COP21 - Interview B. Bonhomme - "Offering more performance with less materials and better energy efficiency"
Michelin Group Sustainable Development Director
There are nearly 800 million vehicles in the world today and the figure could double by 2030! What mobility issues will we face tomorrow?
For this sort of growth to be achieved responsibly, a number of conditions must be met:
- the energy requirement of vehicles should be strongly reduced;
- We must rduce the volume of fossil fuels and energy obtained from fossil fuels (coal, oil, etc.), to be gradually replaced by renewable energy;
- We must make greater use of intermodal transport, i.e. the use of more than one mode of transport for a journey (planes, boats, metros, buses, etc.), in order to obtain solutions less energy-consuming and polluting;
- We must shorten supply chains and production chains.
Most importantly, this growth must be anticipated, planned and supported.
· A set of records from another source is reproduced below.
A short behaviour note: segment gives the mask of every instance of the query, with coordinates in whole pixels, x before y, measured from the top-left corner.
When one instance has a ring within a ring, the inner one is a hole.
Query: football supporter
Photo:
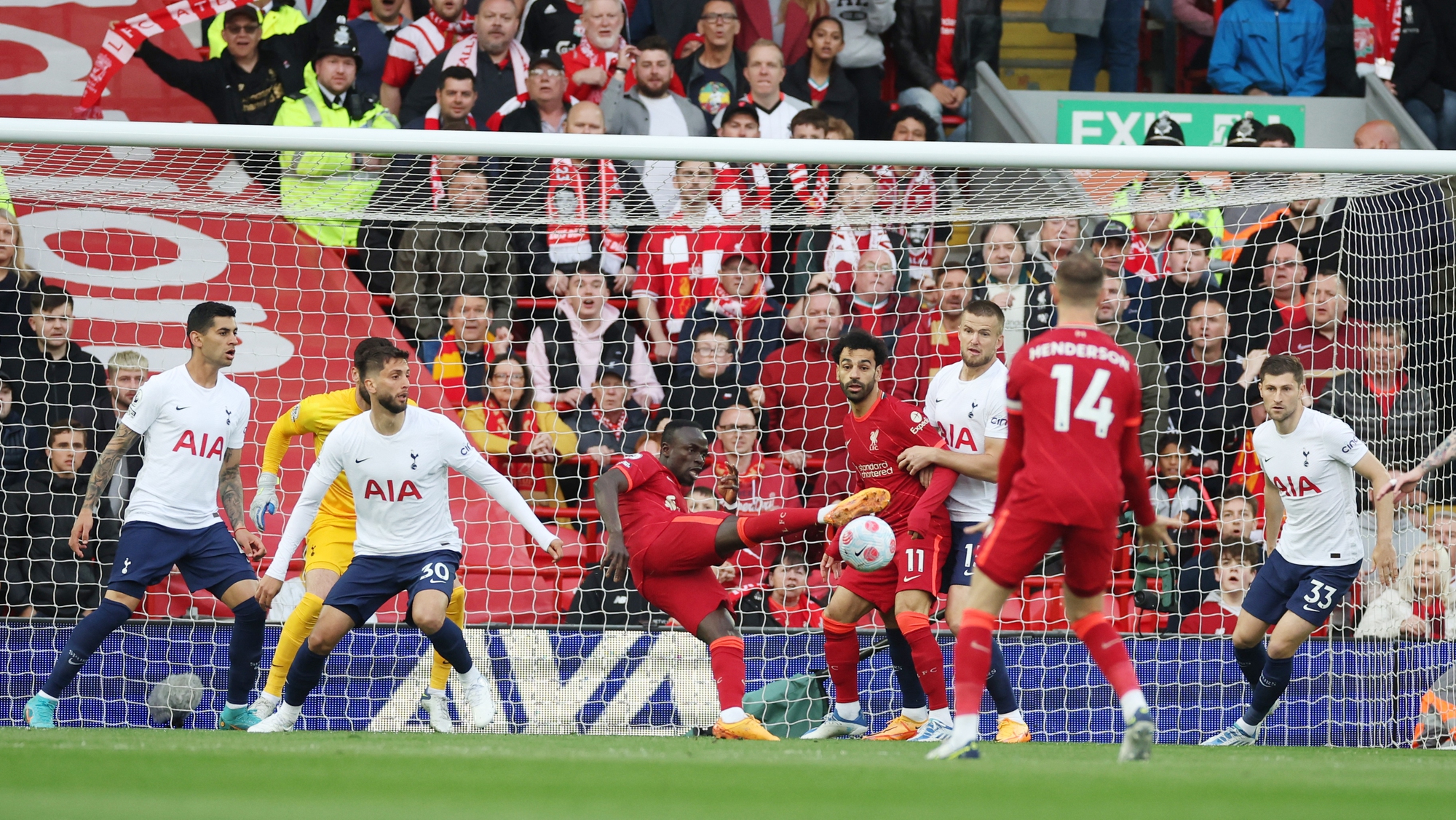
[[[486,455],[507,457],[501,473],[524,499],[561,502],[550,464],[577,452],[577,432],[536,400],[526,362],[507,353],[485,372],[485,401],[466,410],[462,427]]]
[[[1232,635],[1243,611],[1243,595],[1259,571],[1259,547],[1246,538],[1223,541],[1208,551],[1219,555],[1213,568],[1219,587],[1197,609],[1184,615],[1178,631],[1185,635]]]
[[[45,467],[31,473],[4,503],[4,602],[20,618],[82,618],[100,603],[96,555],[71,554],[68,539],[80,513],[89,430],[80,422],[54,425]]]
[[[890,359],[891,378],[885,381],[890,394],[901,401],[925,400],[935,374],[961,361],[961,343],[955,333],[961,326],[961,310],[971,298],[970,270],[942,268],[932,282],[925,294],[930,310],[916,311],[901,330],[895,355]]]
[[[830,346],[844,327],[844,311],[828,291],[802,300],[804,340],[780,347],[763,362],[754,404],[769,414],[769,448],[796,471],[810,458],[827,459],[814,490],[836,497],[847,490],[844,394],[836,387]]]
[[[764,295],[764,276],[753,256],[729,252],[722,257],[713,294],[697,300],[678,331],[678,362],[692,359],[692,340],[708,326],[727,326],[737,346],[743,384],[757,384],[769,353],[783,346],[783,305]],[[678,368],[683,365],[680,363]]]
[[[425,65],[405,96],[399,118],[409,122],[428,110],[435,102],[440,73],[450,65],[460,65],[475,74],[476,100],[472,113],[476,126],[483,128],[492,113],[526,92],[530,57],[515,42],[520,22],[514,0],[480,0],[475,12],[475,35],[462,38]]]
[[[725,326],[699,327],[690,366],[673,369],[664,400],[667,413],[673,419],[689,419],[708,432],[725,407],[747,404],[748,393],[734,353],[734,342]]]
[[[718,294],[724,257],[754,256],[761,265],[766,252],[764,234],[725,224],[711,202],[713,180],[711,163],[677,163],[677,211],[648,228],[638,246],[633,297],[660,362],[673,361],[674,337],[699,301]]]
[[[859,737],[869,731],[869,720],[859,702],[859,638],[855,624],[871,611],[884,624],[894,622],[910,644],[914,670],[929,699],[929,731],[951,723],[946,701],[941,644],[930,630],[929,614],[941,590],[941,567],[951,550],[951,519],[945,499],[955,486],[957,473],[945,467],[929,471],[922,486],[895,462],[909,446],[945,446],[945,441],[919,410],[879,390],[888,358],[885,343],[855,329],[839,337],[831,350],[836,381],[849,401],[839,425],[847,448],[850,487],[879,489],[890,497],[881,513],[895,534],[895,560],[875,571],[844,567],[839,587],[824,611],[824,660],[834,683],[834,707],[824,723],[805,739]],[[824,554],[826,574],[839,566],[837,545]]]
[[[1111,582],[1123,502],[1131,505],[1144,544],[1171,545],[1172,522],[1156,518],[1147,497],[1137,443],[1137,369],[1096,330],[1104,273],[1086,256],[1063,262],[1056,279],[1057,327],[1012,361],[996,513],[976,558],[955,644],[955,702],[961,714],[954,736],[932,757],[978,756],[978,712],[992,666],[996,614],[1059,538],[1067,619],[1121,702],[1127,730],[1120,759],[1146,759],[1152,749],[1156,727],[1127,647],[1102,615],[1102,593]],[[1092,407],[1098,395],[1102,398],[1095,413],[1070,417],[1073,403]],[[1075,486],[1067,486],[1069,474],[1077,475]]]
[[[1305,282],[1305,304],[1294,313],[1294,321],[1274,331],[1270,353],[1287,353],[1305,365],[1309,394],[1318,400],[1329,379],[1361,369],[1369,327],[1350,318],[1350,300],[1340,273],[1322,270]]]
[[[794,115],[811,106],[807,100],[783,93],[783,49],[770,39],[760,39],[748,47],[745,57],[748,93],[743,102],[751,103],[759,115],[759,135],[764,140],[788,140],[792,137],[789,122]]]
[[[443,214],[400,236],[395,320],[416,342],[440,336],[446,310],[466,294],[489,298],[492,315],[511,315],[510,234],[486,221],[488,199],[485,169],[463,164],[444,180]]]
[[[769,570],[769,582],[748,590],[734,603],[738,625],[747,630],[783,627],[818,630],[824,608],[810,598],[810,566],[799,550],[785,550]]]
[[[680,57],[674,65],[674,73],[683,83],[683,96],[703,112],[703,121],[709,125],[734,100],[748,93],[748,80],[743,76],[748,57],[734,48],[738,29],[738,10],[729,0],[708,0],[697,17],[703,47]]]
[[[981,233],[981,247],[971,257],[973,295],[996,302],[1006,314],[1006,358],[1051,327],[1057,308],[1051,279],[1026,259],[1026,236],[1010,222],[993,222]]]
[[[719,509],[721,502],[729,512],[761,515],[804,506],[794,471],[779,459],[764,458],[759,438],[759,417],[751,407],[734,404],[718,414],[708,468],[693,487],[708,491],[712,509]],[[802,550],[802,538],[795,536],[792,542]],[[729,580],[740,586],[761,583],[782,547],[773,541],[740,550],[727,561],[732,570]]]
[[[1102,279],[1102,301],[1096,307],[1096,326],[1137,362],[1137,372],[1143,382],[1142,446],[1143,455],[1152,458],[1158,449],[1158,433],[1168,425],[1168,379],[1163,378],[1163,361],[1158,343],[1133,330],[1130,323],[1118,318],[1128,313],[1124,282],[1117,273],[1108,273]]]
[[[721,710],[713,736],[778,740],[743,711],[743,637],[713,567],[745,547],[817,525],[843,526],[885,509],[891,499],[871,489],[820,509],[757,516],[684,513],[683,499],[706,467],[708,451],[702,430],[692,422],[674,420],[662,430],[660,455],[622,461],[597,478],[597,510],[607,531],[603,564],[616,580],[626,577],[630,566],[644,598],[708,644]]]
[[[628,41],[622,36],[626,10],[620,0],[585,0],[581,4],[581,42],[562,54],[566,65],[566,93],[578,100],[601,102],[612,74],[622,67],[623,81],[632,87],[623,63],[630,63]]]
[[[399,113],[403,95],[425,65],[473,33],[475,17],[464,7],[466,0],[430,0],[430,12],[390,41],[379,86],[379,102],[390,113]]]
This is the direction taken by the negotiators of the COP21 who, for the first time, actively integrated the transport industry in their work.
Will it still be possible in the future to keep increasing performances with less raw materials, or using more sustainable resources?
Today, between 20 and 40% of the materials (depending on the type of tire) that make up a tire come from rubber plantations, so are totally natural. The other components are from synthetic origin. You should know that natural and synthetic materials don’t always have the same physical and chemical performances. So we need to keep the 2 materials to preserve the performance and safety of tires.
For the other components, our researchers are developing organic materials to replace those from fossil fuels. We are also working on other levers, such as the weight of the tire. From 2010 to 2014, the weight of Michelin’s passenger car tires decreased by 2%, lowering their CO2 emissions by 13%.
Thanks to the efforts made by teams and those which are coming, the Michelin Group has the ambition to reduce by 20% between 2010 and 2013 the carbon impact of the use of its tires while improving significantly the industrial and logistical environmental footprint of the Group.
For many years now, Michelin has been taking steps to shrink its environmental footprint. How are Michelin group employees involved today in tackling climate issues?
The Michelin Group employees have been tackling these issues for a long time! Recall that Michelin launched the first tire with low fuel consumption, commonly called “green tire” in 1992, 3 years before the 1st COP held in Berlin. Now, we are in the 6th generation of green tires and each new generation always helps to reduce further fuel consumption and thus CO2 emissions induced by tires.
Since 2002, our Michelin Group has a sustainable development department called PRM (Michelin Performance and Responsibility), which sets high social and societal objectives for the Group.
Finally, Michelin mobilizes its employees and partners on environmental issues through training that raised awareness of more than 95,000 employees worldwide to the protection of the environment.